In one of his talks at QCon, John Allspaw mentioned using Holt-Winter exponential smoothing on various monitoring instances. Wikipedia has a good entry on the subject, of course, but the basic idea is to take a noisy/spikey time series and smooth it out, so that unexpected changes will stand out even more. That's often initially done by taking a moving average, so say averaging the last 7 days of data and using that as the current day's value. More complicated schemes weight that average, so that the older data contributes less.

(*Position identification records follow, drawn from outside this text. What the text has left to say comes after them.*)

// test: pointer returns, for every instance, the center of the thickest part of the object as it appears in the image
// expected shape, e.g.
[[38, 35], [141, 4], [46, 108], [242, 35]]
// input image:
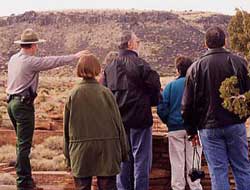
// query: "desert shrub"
[[7, 179], [54, 143], [55, 164], [41, 152], [7, 153], [48, 155]]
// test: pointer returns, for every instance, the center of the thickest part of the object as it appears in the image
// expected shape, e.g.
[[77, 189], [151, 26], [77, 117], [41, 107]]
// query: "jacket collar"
[[215, 51], [125, 52], [88, 81]]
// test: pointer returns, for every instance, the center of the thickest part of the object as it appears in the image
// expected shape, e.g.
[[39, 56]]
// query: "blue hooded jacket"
[[169, 109]]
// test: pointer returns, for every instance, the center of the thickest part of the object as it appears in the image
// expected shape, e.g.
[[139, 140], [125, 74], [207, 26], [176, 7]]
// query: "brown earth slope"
[[164, 34]]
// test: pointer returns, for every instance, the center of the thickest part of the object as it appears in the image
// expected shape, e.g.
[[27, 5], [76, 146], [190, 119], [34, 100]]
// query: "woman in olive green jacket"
[[95, 142]]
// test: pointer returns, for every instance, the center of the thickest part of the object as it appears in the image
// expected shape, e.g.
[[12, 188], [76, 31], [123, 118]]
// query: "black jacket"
[[135, 86], [201, 103]]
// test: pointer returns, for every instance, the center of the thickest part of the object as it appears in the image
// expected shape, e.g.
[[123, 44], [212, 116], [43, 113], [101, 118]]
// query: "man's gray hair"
[[125, 38]]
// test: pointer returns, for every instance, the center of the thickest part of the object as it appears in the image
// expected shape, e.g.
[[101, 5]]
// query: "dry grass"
[[7, 179], [48, 155], [54, 143], [44, 157], [7, 153]]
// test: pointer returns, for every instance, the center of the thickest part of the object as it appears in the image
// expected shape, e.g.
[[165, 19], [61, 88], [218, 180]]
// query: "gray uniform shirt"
[[23, 70]]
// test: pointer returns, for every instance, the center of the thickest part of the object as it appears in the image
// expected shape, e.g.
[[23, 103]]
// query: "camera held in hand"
[[196, 173]]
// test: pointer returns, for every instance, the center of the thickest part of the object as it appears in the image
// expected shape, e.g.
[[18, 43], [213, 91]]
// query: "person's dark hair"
[[182, 64], [26, 46], [215, 37], [88, 67], [125, 37]]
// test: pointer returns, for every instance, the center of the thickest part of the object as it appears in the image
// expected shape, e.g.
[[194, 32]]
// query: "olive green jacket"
[[95, 142]]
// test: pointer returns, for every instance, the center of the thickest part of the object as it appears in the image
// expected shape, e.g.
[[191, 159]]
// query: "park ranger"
[[23, 75]]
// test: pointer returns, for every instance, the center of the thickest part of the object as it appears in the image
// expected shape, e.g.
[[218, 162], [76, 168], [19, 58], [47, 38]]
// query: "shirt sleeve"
[[163, 107], [66, 133], [50, 62], [187, 105]]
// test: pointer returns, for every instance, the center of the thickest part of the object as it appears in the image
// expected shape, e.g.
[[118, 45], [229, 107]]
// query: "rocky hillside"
[[164, 34]]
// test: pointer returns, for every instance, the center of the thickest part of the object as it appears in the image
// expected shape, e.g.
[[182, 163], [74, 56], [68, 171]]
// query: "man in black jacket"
[[136, 88], [222, 133]]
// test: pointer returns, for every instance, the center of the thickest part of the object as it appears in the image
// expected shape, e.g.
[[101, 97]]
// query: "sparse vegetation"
[[239, 32], [46, 156], [7, 179]]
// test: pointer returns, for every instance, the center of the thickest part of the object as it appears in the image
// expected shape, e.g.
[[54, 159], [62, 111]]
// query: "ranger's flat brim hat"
[[29, 37]]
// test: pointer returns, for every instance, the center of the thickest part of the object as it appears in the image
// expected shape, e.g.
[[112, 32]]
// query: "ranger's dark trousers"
[[23, 120], [103, 183]]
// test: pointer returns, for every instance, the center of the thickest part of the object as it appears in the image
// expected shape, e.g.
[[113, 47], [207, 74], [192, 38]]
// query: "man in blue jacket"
[[136, 88], [180, 149]]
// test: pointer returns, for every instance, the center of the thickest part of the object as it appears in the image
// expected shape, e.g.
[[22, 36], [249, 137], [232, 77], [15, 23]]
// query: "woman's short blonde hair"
[[88, 67], [110, 57]]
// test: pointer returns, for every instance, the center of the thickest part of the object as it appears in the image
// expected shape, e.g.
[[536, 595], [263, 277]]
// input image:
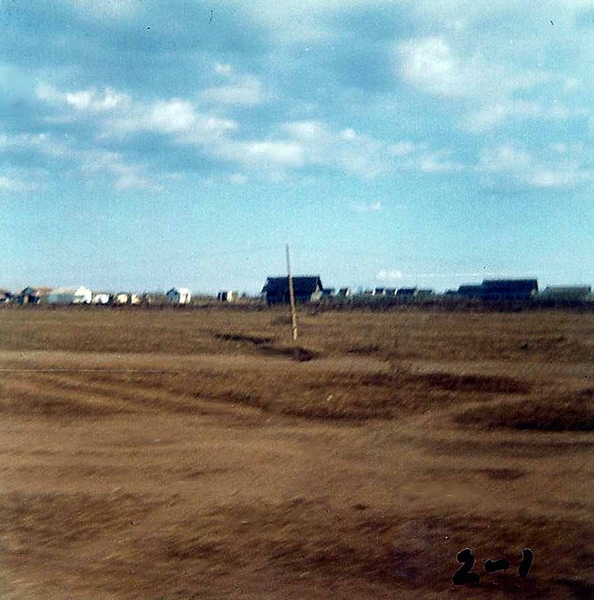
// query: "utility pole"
[[291, 296]]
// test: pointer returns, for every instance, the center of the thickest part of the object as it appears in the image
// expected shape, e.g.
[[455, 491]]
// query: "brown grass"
[[202, 454], [564, 412]]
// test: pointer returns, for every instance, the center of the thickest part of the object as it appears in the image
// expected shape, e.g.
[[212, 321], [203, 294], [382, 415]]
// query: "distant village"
[[276, 290]]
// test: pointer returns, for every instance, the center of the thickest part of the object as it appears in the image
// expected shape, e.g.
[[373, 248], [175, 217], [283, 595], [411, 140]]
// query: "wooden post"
[[291, 296]]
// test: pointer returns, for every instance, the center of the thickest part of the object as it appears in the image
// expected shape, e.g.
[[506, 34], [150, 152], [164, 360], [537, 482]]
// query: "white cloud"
[[90, 100], [405, 148], [386, 275], [107, 9], [246, 91], [125, 176], [431, 65], [509, 167], [11, 184]]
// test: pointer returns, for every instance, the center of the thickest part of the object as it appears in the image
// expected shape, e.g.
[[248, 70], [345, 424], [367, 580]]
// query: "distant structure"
[[471, 292], [509, 289], [178, 296], [408, 292], [307, 289], [121, 298], [227, 296], [566, 293], [28, 295], [70, 295], [101, 298], [501, 290]]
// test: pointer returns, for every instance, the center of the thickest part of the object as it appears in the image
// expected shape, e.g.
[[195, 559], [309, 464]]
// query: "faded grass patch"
[[565, 412]]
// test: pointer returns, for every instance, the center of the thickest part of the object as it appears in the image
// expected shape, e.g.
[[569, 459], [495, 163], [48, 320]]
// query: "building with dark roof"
[[509, 289], [307, 289]]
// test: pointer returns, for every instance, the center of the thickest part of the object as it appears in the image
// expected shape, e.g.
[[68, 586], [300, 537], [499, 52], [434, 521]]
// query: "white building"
[[101, 298], [178, 296], [70, 295]]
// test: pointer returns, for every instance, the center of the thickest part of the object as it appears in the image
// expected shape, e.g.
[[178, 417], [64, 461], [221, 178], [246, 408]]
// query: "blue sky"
[[146, 144]]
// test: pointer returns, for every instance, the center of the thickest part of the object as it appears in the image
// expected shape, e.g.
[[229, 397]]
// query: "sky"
[[148, 144]]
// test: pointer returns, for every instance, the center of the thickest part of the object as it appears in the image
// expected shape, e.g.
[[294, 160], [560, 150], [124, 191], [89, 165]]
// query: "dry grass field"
[[170, 454]]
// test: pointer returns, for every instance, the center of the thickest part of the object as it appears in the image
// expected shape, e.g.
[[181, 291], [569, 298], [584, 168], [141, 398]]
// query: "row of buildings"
[[83, 295], [308, 289]]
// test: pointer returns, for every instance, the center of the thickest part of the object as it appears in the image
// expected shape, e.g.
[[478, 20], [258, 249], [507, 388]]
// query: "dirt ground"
[[200, 454]]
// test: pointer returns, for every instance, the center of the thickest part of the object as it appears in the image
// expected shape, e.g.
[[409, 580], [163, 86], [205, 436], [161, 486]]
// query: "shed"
[[178, 296], [509, 289], [227, 296], [568, 292], [101, 298], [70, 295], [307, 288]]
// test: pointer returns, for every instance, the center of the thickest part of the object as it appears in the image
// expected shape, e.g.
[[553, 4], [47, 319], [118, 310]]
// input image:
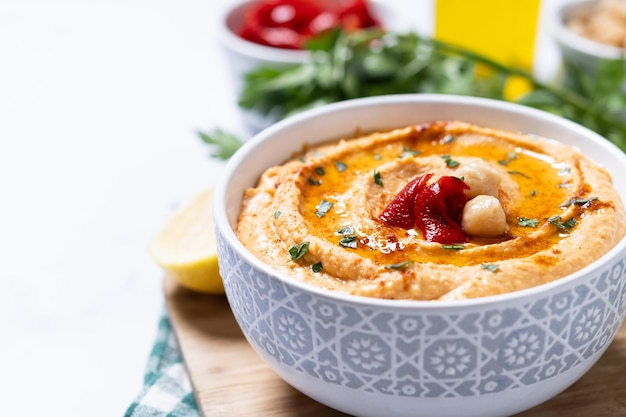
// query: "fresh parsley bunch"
[[374, 62]]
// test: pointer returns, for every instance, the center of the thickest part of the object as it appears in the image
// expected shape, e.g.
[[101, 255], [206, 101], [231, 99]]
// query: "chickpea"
[[484, 216], [483, 179]]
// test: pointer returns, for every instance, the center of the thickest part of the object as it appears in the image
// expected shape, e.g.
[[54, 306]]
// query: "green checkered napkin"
[[167, 389]]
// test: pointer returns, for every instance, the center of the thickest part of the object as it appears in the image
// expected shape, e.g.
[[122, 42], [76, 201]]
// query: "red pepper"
[[290, 23], [399, 212], [435, 209], [438, 210]]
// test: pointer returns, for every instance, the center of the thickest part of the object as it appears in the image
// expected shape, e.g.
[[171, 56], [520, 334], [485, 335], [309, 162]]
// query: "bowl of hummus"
[[414, 255]]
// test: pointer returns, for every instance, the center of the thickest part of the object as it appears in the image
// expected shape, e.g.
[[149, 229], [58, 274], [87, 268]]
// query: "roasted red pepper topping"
[[290, 23], [400, 212], [435, 209]]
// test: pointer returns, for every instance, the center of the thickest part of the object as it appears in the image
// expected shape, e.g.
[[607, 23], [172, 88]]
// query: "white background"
[[99, 104]]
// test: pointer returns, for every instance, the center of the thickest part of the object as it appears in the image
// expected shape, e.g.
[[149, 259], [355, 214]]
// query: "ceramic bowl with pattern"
[[491, 356]]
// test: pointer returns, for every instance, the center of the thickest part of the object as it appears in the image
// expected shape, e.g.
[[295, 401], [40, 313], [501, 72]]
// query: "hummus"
[[540, 211]]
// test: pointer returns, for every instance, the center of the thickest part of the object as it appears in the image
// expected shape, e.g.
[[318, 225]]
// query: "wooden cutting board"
[[230, 380]]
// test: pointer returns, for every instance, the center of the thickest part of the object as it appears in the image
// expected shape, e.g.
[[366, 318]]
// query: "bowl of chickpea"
[[589, 32]]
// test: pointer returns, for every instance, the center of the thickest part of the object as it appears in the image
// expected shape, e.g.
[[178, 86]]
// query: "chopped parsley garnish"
[[298, 251], [578, 201], [323, 207], [509, 157], [377, 179], [348, 241], [407, 151], [518, 173], [526, 222], [450, 162], [490, 267], [566, 226], [401, 266], [453, 247]]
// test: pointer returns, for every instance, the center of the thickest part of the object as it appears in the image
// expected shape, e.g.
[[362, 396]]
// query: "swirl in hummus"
[[535, 210]]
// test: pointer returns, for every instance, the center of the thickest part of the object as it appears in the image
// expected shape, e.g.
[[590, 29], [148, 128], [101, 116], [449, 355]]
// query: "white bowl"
[[578, 50], [375, 357], [243, 56]]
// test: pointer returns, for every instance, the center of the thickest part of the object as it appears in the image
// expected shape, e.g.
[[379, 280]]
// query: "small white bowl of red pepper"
[[275, 33]]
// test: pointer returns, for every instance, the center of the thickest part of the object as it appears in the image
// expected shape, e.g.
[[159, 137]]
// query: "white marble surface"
[[99, 104]]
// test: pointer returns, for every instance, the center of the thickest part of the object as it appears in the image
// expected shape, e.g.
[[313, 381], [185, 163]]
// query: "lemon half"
[[185, 247]]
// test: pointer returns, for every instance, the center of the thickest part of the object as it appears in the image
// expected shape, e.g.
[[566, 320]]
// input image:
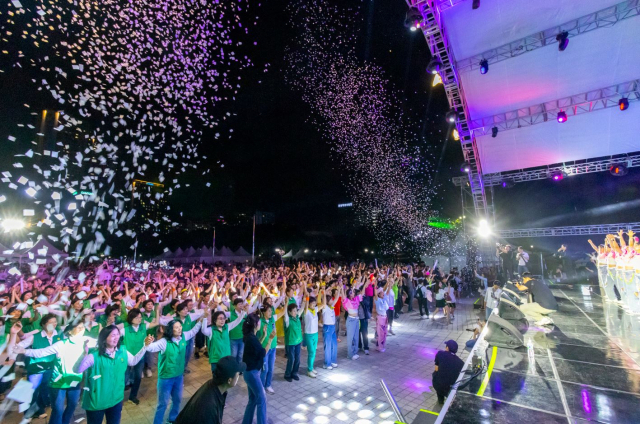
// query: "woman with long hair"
[[65, 381], [253, 356], [171, 363], [106, 368]]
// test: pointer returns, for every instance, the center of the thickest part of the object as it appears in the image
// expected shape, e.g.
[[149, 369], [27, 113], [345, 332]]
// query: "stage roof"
[[602, 57]]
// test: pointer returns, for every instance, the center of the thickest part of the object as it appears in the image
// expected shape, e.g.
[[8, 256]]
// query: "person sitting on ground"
[[448, 367], [206, 406]]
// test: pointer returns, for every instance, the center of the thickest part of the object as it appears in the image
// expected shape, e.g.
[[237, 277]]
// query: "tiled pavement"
[[351, 393]]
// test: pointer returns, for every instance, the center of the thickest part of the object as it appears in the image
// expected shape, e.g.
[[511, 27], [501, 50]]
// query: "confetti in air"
[[358, 111], [136, 83]]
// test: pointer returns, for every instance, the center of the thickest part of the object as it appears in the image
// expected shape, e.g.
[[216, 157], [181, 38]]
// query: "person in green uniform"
[[268, 320], [293, 340], [217, 336], [135, 332], [65, 382], [172, 348], [235, 335], [104, 371], [39, 370]]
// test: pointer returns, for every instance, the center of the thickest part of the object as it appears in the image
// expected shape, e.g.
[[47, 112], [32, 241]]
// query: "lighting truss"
[[579, 230], [586, 166], [602, 18], [591, 101], [438, 44]]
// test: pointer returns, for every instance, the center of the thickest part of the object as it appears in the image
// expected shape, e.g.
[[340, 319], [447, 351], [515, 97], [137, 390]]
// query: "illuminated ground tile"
[[349, 394]]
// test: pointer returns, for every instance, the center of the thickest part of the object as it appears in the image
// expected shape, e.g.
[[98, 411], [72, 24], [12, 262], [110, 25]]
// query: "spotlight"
[[434, 66], [413, 20], [484, 66], [618, 170], [562, 116], [452, 116], [563, 40], [624, 103]]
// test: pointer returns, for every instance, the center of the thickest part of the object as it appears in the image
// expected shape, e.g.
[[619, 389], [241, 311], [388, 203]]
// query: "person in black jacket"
[[207, 404], [253, 356]]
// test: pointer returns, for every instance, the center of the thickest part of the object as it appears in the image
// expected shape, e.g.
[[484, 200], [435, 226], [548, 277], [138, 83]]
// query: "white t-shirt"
[[311, 321], [328, 315]]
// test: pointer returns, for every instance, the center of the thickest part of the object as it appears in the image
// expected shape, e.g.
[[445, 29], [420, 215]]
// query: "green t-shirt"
[[218, 344], [104, 381], [293, 331], [236, 333], [40, 365], [267, 327], [171, 361]]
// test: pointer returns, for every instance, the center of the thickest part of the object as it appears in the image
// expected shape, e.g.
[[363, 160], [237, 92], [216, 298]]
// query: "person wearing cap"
[[447, 370], [206, 406]]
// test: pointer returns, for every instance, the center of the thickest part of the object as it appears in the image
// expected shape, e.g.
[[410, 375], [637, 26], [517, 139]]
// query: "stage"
[[585, 369]]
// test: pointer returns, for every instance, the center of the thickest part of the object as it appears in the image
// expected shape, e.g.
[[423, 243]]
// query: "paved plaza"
[[350, 394]]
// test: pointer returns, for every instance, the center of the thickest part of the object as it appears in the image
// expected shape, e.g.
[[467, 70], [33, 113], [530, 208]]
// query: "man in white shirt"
[[523, 259]]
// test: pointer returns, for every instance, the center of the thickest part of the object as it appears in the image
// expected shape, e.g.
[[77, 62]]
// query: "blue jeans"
[[60, 414], [293, 360], [257, 398], [237, 349], [135, 377], [168, 387], [188, 353], [330, 339], [112, 414], [352, 336], [269, 363]]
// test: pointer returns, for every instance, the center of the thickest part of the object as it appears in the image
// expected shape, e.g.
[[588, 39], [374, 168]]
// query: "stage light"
[[434, 66], [618, 170], [10, 224], [624, 103], [563, 40], [562, 116], [437, 79], [452, 116], [413, 19], [484, 66], [484, 230]]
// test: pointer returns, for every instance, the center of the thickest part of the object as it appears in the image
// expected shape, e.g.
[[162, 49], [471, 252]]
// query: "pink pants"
[[381, 330]]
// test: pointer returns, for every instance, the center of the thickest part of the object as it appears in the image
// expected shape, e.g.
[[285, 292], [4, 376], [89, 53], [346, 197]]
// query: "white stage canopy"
[[605, 57]]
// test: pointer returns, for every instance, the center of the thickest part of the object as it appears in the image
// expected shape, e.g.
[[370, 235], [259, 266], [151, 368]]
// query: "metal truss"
[[569, 231], [586, 166], [602, 18], [591, 101], [435, 34]]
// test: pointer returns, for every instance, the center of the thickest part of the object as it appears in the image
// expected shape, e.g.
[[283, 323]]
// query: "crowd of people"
[[104, 329]]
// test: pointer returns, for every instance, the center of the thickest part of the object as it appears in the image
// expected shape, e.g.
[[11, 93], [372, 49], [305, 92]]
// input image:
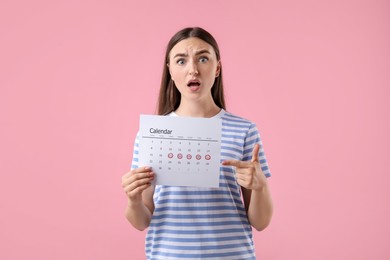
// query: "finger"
[[137, 170], [142, 169], [138, 183], [138, 190], [255, 153], [236, 163], [137, 176]]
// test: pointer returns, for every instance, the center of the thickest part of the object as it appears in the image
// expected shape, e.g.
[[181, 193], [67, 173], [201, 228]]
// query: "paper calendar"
[[183, 151]]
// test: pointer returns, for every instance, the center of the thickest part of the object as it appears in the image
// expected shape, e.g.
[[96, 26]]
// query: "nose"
[[193, 70]]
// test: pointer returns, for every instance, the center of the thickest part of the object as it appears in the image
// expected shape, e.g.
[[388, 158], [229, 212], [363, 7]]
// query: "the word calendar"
[[182, 151]]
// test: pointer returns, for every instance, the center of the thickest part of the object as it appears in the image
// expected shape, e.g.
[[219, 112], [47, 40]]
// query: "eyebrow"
[[196, 53]]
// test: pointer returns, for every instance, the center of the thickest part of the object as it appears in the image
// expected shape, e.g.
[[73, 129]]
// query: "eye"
[[203, 59], [180, 61]]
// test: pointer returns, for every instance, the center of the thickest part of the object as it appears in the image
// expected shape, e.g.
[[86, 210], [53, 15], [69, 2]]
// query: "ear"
[[218, 69]]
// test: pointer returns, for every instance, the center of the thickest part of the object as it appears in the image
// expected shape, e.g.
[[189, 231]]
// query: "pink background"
[[75, 75]]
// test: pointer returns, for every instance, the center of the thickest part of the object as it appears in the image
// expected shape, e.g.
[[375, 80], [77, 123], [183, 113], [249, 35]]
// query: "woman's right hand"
[[136, 181]]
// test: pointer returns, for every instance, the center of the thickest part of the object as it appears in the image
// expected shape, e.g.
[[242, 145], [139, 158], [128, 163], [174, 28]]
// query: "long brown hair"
[[169, 97]]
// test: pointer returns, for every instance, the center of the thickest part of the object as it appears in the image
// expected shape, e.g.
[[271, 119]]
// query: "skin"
[[194, 59]]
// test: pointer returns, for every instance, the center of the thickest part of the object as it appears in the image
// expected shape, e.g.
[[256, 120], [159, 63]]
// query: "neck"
[[196, 109]]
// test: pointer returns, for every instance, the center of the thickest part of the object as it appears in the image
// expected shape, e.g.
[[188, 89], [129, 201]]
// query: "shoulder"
[[230, 118]]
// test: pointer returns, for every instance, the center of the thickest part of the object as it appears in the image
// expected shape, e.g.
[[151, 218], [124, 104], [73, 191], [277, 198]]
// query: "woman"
[[192, 222]]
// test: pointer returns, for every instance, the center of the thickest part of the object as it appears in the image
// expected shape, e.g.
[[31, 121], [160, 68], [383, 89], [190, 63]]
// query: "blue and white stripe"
[[206, 223]]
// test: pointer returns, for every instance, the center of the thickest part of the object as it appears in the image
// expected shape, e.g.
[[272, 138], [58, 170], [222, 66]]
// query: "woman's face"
[[193, 66]]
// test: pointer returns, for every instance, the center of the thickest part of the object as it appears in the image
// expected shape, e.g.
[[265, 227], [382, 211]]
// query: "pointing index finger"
[[236, 163], [255, 153]]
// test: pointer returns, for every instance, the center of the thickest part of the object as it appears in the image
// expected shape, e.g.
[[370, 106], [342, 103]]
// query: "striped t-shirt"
[[206, 223]]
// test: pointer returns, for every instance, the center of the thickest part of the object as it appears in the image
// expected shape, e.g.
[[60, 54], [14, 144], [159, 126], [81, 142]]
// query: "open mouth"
[[193, 83]]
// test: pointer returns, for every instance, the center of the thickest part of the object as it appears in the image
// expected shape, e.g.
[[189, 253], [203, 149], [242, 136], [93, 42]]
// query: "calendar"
[[182, 151]]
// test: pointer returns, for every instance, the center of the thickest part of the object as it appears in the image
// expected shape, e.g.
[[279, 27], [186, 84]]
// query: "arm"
[[255, 190], [258, 204], [139, 191]]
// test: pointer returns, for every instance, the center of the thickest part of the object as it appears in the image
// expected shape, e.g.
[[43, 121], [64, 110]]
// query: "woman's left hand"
[[248, 173]]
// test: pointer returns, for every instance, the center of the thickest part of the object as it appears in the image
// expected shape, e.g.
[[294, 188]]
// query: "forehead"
[[190, 46]]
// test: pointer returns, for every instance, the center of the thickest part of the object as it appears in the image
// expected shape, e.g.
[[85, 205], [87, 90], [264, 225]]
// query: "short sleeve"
[[252, 138]]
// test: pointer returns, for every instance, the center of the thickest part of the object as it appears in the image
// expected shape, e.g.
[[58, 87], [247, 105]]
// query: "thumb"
[[255, 153]]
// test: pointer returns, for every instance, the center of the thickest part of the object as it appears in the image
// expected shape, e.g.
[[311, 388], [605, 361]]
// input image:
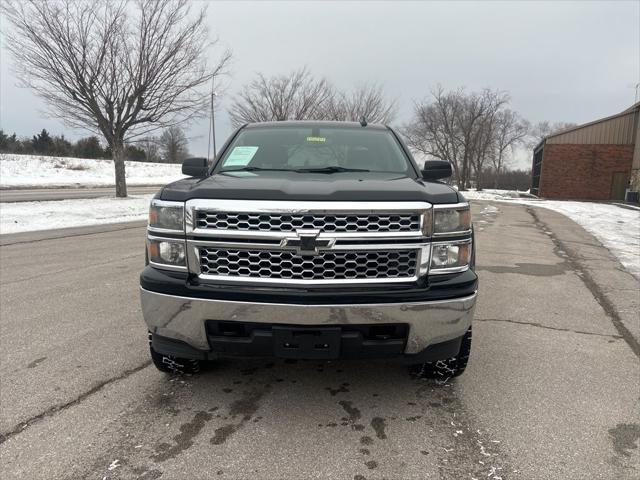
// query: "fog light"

Simple exponential smoothing effectively takes this weighted average further, with more recent values being exponentially more important than older ones. However, this has problems in the face of a long term trend, so double exponential includes a factor for the general tendencies in the data (e.g. an increasing trend over time). Triple exponential, which we've using here, also includes a factor to consider seasonal changes, so I thought I'd give that one a go at implementing. Each of those three smoothing aspects have their own weighting factor, alpha, beta and gamma, that control how much of an impact they have, and by setting each to 0 we can have the same code do any one of the three algorithms. Below I've broken out the function into it's component parts, but you can see the whole thing on github
We'll give it a go on some web data that has an unexpected spike, see how visible that is against the timeline. The algorithm is pretty simple, but we need to setup a bunch of variables first. We start off by calculating an initial trend value by looking at the difference in the average values over the first two 'seasons' (the length being a configurable parameter of the function).
<?php
// Calculate an initial trend level
$trend1 = 0;
for($i = 0; $i < $season_length; $i++) {
$trend1 += $data[$i];
}
$trend1 /= $season_length;
$trend2 = 0;
for($i = $season_length; $i < 2*$season_length; $i++) {
$trend2 += $data[$i];
}
$trend2 /= $season_length;
$initial_trend = ($trend2 - $trend1) / $season_length;
?>
Next we create an initial value for the 'level' part, the direct data smoothing parameter, map the data for the season index, and calculate the seasonal changes for the first period.
<?php
// Take the first value as the initial level
$initial_level = $data[0];
// Build index
$index = array();
foreach($data as $key => $val) {
$index[$key] = $val / ($initial_level + ($key + 1) * $initial_trend);
}
// Build season buffer
$season = array_fill(0, count($data), 0);
for($i = 0; $i < $season_length; $i++) {
$season[$i] = ($index[$i] + $index[$i+$season_length]) / 2;
}
// Normalise season
$season_factor = $season_length / array_sum($season);
foreach($season as $key => $val) {
$season[$key] *= $season_factor;
}
?>
Finally, we actually run the smoothing. This loops over the data, updates trend, level and season values for the three elements of the smoothing, and finally combines them to calculate the smoothed value, factoring in the weighting constants. By continuing beyond the end of the data, we can even use this to project into the future and make a forecast!
<?php
$holt_winters = array();
$alpha_level = $initial_level;
$beta_trend = $initial_trend;
foreach($data as $key => $value) {
$temp_level = $alpha_level;
$temp_trend = $beta_trend;
$alpha_level = $alpha * $value / $season[$key] +
(1.0 - $alpha) * ($temp_level + $temp_trend);
$beta_trend = $beta * ($alpha_level - $temp_level) + ( 1.0 - $beta ) * $temp_trend;
$season[$key + $season_length] = $gamma * $value / $alpha_level
+ (1.0 - $gamma) * $season[$key];
$holt_winters[$key] = ($alpha_level + $beta_trend * ($key + 1)) * $season[$key];
}
?>
This whole thing is wrapped in a function that sets the values of the smoothing constants, so we can just call $newdata = holt_winters($data, 30). Running this on the webstats data gives us a smoothed graph, as you can (hopefully) see from the Google chart below, assuming the Javascript is behaving.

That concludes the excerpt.